評者のようなすれたクラシック・ファンは『交響曲入門』などといういかにもビギナーむけのタイトルの本に関心はないのである。が、それが「講談社選書メチエ」から出たとなると……
著者については寡聞にしてよく知らない。音楽学者で、『ビートルズ音楽論』などという本も出しているそうだ。結論からいえば、まさに
...続きを読む「交響曲入門」、正統的な立場から、音楽の構造を丹念に追ってまとめた文句の付け所のない本である。「文句の付け所のない」などと持ち上げた場合、必ず文句をつけるわけだが、巻末の「ディスクガイド」をみると、筆者の嗜好が概ねわかってくる。今さらモノラル期の名演ばかり挙げる手合いではないが、1960年代、70年代の名盤を押さえた、穏当で常識的な選択である。古楽器系の演奏についても端から拒否するわけではないが、「開放弦で弾かせるのはどうか」といった疑念が何度か表出される。ロマン派以降の演奏習慣でヴィブラートをたっぷり掛けて弾かせるようなところで、開放弦を使うのは明らかに意図的で、異質な音色を導入するためにあると思われるが、そういうバロック的発想を筆者は拒否する。

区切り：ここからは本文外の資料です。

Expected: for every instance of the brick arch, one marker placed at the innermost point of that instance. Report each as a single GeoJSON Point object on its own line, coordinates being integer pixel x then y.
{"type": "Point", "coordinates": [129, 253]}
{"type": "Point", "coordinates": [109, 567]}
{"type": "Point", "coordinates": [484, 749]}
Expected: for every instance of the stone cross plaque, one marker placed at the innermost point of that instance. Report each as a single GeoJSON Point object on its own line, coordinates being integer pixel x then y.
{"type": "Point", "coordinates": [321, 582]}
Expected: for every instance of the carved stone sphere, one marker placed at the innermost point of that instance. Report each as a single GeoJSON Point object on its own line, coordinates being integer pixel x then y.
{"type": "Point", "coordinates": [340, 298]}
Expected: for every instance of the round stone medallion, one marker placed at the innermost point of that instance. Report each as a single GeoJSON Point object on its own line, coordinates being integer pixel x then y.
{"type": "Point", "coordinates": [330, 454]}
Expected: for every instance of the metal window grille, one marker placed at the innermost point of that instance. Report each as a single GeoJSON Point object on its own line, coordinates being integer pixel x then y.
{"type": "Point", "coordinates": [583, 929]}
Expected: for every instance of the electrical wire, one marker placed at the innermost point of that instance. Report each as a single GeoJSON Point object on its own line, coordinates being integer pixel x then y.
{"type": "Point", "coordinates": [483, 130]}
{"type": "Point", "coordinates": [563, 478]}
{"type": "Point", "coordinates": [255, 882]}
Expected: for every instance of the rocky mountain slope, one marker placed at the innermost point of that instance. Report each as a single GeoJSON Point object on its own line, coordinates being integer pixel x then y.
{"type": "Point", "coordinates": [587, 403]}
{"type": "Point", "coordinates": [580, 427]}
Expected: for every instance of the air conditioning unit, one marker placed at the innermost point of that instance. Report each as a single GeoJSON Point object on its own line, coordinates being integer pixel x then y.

つまり、1970年代以降、力を得てひとつの潮流として定着したかの感のあるポストモダン的立場からは距離をとって、リニアな音楽史観に立った「交響曲入門」なのである。シューマンのミドル・ネームに「アレクサンダー」が入っているなど、今日誤りとされていることが踏襲されていたり、何だか古い立場の人なのかと思ったが、「交響曲を構造やレトリックで論じて欲しい」という編集者からの依頼があっての執筆のようだ。まずはモンテヴェルディあたりで、オーケーストラというものが成立することから説き起こされ、交響曲の起源はイタリア式序曲だという立場をとる。このあたりは異論もあるが、それは『文化史としてのシンフォニー』に譲ろう。
交響曲の雛形はハイドンにあり、その確立はモーツァルト、そして中核にあるのがベートーヴェン。本書のほぼ真ん中で他の作曲家よりも多くの紙幅が割かれているのがベートーヴェンである。著者は交響曲とはソナタ形式のオーケストラ的な顕現とみており、主として両端楽章のソナタ形式の論理が時代により作曲家によりどう変遷していくかが追いかけられる。
確かにこうしたひとつの視点から交響曲をみていくと作曲家の創意が明らかになって、なるほど面白いのだが、逆にソナタ形式によらない中間楽章の記述は添え物的になり、ソナタ形式から隔たった破格の交響曲は俎上に載せられない。例えばシベリウスを評価しつつもそれを論ずる足がかりがないという感じ。ベートーヴェン以降はメンデルスゾーン、シューマン、ブラームスで、ブラームスは若干大きく取り上げられる。その他は十把一絡げだが、ドヴォルジャークとチャイコフスキイの記述は若干濃い。さらにブルックナーとマーラーを扱って、最後はショスタコーヴィチの第5交響曲のソナタ形式に言及がある。今日、コンサート・レパートリーとして生き残っているものというのも、筆者を動かす基準である。
文句の付け所のない『交響曲入門』のあと、やはり『交響曲裏入門』とか『交響曲出門』とかが読みたくなるのが、交響曲というもののとらえ難さ、うさんくささなのであり、本書は「入門」に過ぎないといえる。ただ、一本筋は通っているから、これでいいのだ。